Com o retorno de Alex Garland no roteiro, voltam também suas forças e fragilidades como autor. É necessário um certo nível de suspensão de descrença para se deixar levar. Algumas decisões dos personagens, bem como cenas de ação e diálogos, não resistem à lógica básica e parecem existir mais para o impacto visual do que para a coerência narrativa. Em contrapartida, há uma intensidade emocional notável e uma trajetória pessoal dos protagonistas que sustenta o interesse do início ao fim.
Danny Boyle retorna com uma direção impressionante. Ele não apenas reinsere o espectador nesse universo devastado, como injeta imagens que beiram o delírio, remetendo a clássicos do terror psicológico. Há cenas que não são testemunhadas pelos personagens, mas sim captadas de maneira quase delirante, reforçando o sentimento de colapso mental e social. Os momentos de ação são brutais e eficazes, gerando verdadeira tensão sobre a sobrevivência de quem está em cena. Ainda assim, há um desequilíbrio evidente: o ponto alto da história acontece no meio do filme, e o que segue, apesar de consciente da própria desaceleração, acaba deixando o desfecho com menos força do que deveria.
O elenco é um dos grandes acertos da produção. Mesmo com nomes como Jodie Comer, Aaron Taylor-Johnson e Ralph Fiennes, o destaque inesperado é Alfie Williams, ator mirim de 14 anos. Ele carrega o peso emocional da narrativa com segurança, transformando-se ao longo da trama de uma criança ainda inocente em alguém moldado pela brutalidade desse novo mundo. Sua atuação é um lembrete do quanto histórias de horror podem ser profundamente humanas.

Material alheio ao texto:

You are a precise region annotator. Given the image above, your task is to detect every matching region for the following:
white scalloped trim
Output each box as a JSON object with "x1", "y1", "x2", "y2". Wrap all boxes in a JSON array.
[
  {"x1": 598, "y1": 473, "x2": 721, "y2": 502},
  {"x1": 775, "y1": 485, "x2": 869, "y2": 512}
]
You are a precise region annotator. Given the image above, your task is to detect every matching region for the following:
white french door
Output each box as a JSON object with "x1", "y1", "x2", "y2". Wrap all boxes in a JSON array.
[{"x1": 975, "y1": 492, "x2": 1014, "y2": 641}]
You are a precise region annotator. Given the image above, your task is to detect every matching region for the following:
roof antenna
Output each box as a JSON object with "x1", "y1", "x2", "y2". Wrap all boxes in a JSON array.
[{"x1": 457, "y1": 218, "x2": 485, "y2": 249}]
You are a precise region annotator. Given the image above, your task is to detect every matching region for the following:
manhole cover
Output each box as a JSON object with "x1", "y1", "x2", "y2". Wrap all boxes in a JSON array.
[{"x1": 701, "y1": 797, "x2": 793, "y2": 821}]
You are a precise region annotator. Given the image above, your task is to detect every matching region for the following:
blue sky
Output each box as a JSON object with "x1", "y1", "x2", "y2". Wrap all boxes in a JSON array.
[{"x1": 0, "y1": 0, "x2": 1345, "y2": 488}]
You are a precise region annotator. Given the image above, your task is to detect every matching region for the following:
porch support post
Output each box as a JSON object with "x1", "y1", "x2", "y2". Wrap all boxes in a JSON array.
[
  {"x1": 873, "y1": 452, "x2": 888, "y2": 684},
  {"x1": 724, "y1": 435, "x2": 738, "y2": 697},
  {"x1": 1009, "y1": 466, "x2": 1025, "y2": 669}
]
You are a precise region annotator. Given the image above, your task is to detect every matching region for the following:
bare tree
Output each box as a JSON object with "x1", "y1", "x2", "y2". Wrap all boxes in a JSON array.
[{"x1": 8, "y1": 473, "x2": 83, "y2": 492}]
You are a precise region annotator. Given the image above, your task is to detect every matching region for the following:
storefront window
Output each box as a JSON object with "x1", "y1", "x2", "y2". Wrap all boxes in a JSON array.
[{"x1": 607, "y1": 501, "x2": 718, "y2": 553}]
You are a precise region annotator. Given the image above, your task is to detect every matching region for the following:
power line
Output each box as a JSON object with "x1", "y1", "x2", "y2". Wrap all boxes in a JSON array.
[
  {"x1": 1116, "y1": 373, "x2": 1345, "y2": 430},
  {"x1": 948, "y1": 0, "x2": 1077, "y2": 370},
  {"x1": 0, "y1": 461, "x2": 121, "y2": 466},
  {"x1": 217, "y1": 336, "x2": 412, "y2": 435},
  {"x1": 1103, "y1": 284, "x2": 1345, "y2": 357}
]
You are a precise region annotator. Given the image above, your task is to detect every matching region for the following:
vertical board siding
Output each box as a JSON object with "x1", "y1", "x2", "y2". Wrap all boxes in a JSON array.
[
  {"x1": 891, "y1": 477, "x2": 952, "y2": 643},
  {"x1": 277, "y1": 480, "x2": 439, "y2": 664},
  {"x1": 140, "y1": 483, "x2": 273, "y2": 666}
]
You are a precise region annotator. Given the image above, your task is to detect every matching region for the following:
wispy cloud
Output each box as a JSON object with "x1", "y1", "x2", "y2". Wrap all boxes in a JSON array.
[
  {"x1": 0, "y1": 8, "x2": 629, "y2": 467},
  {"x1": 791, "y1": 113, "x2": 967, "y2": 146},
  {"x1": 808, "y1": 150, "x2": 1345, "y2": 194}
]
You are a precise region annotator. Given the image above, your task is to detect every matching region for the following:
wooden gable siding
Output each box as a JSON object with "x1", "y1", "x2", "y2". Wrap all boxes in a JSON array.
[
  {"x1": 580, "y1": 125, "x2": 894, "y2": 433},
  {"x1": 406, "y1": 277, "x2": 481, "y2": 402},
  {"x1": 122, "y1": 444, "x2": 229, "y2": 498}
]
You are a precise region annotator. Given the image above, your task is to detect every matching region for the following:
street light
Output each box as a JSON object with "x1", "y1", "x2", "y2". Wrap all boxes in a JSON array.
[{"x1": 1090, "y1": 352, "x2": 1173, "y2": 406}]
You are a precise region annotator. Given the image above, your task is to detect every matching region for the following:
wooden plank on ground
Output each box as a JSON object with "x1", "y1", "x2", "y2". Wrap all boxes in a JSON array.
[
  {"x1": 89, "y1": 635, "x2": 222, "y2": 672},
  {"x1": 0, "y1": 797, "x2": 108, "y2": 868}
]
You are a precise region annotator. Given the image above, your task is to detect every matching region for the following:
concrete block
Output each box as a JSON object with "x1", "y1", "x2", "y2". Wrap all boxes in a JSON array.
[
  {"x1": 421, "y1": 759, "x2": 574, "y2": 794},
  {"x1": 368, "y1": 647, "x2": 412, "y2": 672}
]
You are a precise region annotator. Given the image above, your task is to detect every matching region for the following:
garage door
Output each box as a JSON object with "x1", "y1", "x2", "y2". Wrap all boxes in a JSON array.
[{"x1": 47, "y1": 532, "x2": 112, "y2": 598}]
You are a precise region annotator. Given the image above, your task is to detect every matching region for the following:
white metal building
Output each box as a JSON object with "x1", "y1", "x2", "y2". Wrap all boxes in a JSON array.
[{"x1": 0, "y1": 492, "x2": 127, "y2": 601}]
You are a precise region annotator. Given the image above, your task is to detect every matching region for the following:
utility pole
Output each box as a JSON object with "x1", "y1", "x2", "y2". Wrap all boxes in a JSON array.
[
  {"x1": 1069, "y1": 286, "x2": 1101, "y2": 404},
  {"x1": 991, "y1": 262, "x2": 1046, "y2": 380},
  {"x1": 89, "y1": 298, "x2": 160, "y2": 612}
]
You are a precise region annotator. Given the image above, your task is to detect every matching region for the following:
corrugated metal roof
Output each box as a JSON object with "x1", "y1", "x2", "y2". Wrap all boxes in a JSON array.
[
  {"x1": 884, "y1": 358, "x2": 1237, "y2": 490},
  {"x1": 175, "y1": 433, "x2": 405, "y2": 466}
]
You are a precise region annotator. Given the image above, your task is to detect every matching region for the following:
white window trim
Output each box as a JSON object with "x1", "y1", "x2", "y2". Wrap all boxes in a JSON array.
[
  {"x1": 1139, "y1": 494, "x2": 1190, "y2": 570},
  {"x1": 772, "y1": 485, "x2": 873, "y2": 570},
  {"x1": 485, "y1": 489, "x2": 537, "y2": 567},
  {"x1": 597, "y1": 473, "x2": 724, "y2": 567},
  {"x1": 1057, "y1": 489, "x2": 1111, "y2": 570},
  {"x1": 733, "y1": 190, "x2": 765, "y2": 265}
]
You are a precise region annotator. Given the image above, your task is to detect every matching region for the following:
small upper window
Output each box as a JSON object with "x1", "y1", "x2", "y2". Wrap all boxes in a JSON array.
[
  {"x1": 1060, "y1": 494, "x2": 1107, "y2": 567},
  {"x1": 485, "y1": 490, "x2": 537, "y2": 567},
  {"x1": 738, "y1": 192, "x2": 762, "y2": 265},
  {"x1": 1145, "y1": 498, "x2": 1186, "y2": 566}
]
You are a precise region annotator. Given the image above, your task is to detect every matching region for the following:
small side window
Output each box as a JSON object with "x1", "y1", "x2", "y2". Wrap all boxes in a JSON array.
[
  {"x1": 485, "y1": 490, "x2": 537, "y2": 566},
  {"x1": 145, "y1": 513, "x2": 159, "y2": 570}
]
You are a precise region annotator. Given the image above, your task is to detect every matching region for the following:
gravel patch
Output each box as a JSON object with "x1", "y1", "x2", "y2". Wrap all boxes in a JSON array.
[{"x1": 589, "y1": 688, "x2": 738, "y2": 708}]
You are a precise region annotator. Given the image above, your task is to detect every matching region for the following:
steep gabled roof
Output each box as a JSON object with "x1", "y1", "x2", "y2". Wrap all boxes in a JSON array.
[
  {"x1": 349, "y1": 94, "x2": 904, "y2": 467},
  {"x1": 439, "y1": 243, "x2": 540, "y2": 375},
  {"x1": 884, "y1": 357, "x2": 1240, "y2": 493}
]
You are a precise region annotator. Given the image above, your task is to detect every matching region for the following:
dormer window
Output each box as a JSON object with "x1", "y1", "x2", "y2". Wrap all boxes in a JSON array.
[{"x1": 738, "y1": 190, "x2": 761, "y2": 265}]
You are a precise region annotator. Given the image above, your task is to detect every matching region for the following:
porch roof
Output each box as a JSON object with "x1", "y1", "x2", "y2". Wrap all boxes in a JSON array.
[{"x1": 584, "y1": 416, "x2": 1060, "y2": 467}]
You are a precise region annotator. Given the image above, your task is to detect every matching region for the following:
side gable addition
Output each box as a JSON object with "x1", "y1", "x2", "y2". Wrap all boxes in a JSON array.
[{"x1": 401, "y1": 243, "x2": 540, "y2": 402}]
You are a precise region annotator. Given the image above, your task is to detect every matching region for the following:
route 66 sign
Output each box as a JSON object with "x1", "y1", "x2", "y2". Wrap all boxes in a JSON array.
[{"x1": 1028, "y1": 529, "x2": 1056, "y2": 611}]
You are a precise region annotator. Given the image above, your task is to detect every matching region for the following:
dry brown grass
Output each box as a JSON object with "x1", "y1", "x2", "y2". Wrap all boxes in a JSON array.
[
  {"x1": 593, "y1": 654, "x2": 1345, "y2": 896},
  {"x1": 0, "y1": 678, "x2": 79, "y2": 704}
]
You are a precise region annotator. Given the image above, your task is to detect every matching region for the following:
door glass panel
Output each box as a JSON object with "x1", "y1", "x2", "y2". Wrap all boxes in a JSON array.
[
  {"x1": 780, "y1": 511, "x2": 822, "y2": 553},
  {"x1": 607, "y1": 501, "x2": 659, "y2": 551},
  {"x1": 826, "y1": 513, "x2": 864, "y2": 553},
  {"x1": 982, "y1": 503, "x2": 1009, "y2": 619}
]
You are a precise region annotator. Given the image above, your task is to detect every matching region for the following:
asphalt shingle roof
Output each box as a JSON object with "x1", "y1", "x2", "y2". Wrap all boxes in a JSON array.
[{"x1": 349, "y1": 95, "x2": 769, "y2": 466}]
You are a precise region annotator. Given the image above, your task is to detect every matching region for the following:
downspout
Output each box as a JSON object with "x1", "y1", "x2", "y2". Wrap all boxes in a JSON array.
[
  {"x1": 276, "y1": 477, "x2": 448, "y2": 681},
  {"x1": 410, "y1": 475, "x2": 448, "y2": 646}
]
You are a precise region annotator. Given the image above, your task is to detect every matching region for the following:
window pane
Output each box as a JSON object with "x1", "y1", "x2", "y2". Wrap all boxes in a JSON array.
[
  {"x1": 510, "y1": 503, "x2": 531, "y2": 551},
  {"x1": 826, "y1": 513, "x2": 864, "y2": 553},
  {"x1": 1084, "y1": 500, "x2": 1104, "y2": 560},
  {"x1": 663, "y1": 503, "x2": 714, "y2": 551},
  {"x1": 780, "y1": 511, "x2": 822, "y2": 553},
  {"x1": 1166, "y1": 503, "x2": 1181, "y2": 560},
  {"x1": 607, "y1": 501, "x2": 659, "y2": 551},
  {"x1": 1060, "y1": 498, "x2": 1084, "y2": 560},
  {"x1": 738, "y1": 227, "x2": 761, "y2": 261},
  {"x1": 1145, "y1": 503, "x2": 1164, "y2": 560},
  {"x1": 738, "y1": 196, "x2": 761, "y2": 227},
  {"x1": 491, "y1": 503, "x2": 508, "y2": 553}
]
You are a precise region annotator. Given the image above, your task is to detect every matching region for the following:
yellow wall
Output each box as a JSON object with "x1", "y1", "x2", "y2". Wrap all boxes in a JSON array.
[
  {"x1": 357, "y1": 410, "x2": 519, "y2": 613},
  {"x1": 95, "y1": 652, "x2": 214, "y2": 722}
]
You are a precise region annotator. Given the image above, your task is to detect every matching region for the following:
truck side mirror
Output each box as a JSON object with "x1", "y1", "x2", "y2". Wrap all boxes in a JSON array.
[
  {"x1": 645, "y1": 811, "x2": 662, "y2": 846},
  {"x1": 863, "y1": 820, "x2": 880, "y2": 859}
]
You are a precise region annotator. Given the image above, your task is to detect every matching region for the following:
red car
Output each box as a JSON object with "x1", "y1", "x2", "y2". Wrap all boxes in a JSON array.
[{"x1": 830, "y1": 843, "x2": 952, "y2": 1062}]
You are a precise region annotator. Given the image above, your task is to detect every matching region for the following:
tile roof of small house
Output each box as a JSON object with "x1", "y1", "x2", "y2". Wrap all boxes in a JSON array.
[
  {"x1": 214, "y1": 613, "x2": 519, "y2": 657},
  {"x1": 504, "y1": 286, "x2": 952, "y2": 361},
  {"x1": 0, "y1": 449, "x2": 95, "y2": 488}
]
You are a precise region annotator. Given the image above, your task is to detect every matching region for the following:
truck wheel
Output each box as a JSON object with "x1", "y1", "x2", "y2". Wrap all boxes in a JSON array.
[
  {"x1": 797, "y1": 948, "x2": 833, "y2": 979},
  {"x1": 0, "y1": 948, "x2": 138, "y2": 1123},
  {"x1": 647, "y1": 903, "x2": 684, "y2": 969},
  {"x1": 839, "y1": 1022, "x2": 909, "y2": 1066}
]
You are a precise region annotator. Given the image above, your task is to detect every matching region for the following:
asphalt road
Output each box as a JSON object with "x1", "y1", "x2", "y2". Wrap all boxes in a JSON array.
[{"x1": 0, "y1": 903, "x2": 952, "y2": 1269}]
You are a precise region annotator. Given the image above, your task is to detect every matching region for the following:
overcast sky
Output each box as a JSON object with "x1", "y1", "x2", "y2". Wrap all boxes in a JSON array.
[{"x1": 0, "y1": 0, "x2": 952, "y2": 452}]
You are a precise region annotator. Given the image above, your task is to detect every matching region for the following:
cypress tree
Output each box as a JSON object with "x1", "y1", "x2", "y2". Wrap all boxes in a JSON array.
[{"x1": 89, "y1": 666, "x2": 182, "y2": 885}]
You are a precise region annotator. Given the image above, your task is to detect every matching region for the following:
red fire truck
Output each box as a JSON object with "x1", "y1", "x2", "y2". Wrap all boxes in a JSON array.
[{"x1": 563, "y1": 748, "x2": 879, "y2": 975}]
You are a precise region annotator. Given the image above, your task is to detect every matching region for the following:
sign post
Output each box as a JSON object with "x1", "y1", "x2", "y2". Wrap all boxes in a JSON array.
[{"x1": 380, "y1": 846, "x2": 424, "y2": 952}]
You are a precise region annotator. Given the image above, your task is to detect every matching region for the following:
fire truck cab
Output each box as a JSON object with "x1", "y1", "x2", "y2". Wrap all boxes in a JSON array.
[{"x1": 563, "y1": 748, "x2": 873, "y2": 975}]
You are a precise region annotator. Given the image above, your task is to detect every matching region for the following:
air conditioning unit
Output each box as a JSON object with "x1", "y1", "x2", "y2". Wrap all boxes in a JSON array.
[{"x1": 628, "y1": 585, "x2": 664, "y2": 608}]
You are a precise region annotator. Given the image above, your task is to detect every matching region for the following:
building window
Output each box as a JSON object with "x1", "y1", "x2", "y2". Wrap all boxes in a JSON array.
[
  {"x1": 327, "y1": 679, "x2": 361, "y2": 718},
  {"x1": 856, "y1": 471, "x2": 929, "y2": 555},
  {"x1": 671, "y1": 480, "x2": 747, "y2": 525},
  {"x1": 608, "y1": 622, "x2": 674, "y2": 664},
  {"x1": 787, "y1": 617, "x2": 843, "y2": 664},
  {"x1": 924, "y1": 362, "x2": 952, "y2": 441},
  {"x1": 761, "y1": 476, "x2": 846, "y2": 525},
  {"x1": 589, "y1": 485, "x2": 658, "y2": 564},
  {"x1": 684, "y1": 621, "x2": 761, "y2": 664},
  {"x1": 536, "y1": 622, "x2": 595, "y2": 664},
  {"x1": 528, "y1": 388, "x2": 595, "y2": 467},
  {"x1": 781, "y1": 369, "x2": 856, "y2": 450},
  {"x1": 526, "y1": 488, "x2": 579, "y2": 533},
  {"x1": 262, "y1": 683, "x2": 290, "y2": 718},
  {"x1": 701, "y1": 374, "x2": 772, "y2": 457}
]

Um ponto de incômodo na experiência é a constante sensação de se estar assistindo a uma adaptação de videogame. O filme introduz diferentes tipos de zumbis com características específicas e níveis distintos de dificuldade, o que acaba funcionando como um artifício para justificar variações de ameaça sem necessidade real de explicação. Essa escolha empobrece um pouco a fluidez do universo proposto, que sempre teve na imprevisibilidade uma de suas forças.
Há também o fator geracional. Após um hiato de quase vinte anos, esse novo capítulo dá início a uma trilogia já confirmada. E, se o final deste primeiro longa é qualquer indício do que está por vir, fica no ar uma certa preocupação. É compreensível a tentativa de estruturar um novo arco, mas a obra termina sem deixar confiança suficiente de que o que virá será satisfatório. Vale o registro de gratidão à Disney por não ter se interessado por terror após adquirir a Fox, permitindo que os direitos da obra fossem devolvidos à Sony. Já basta a Disney estar apagando os filmes da minha infância — pelo menos os que marcaram minha adolescência parecem a salvo por enquanto.
Extermínio: A Evolução é um retorno digno para uma das produções mais influentes do terror moderno. Mesmo com alguns tropeços de ritmo e excesso de regras que funcionariam melhor num jogo do que num filme, o peso emocional das relações humanas, somado à direção precisa e estética marcante de Boyle, resgata com vigor a alma do original. Como introdução para uma nova leva de histórias, cumpre seu papel. Mas para deixar uma boa impressão sobre o que vem a seguir, ainda tem um caminho a percorrer.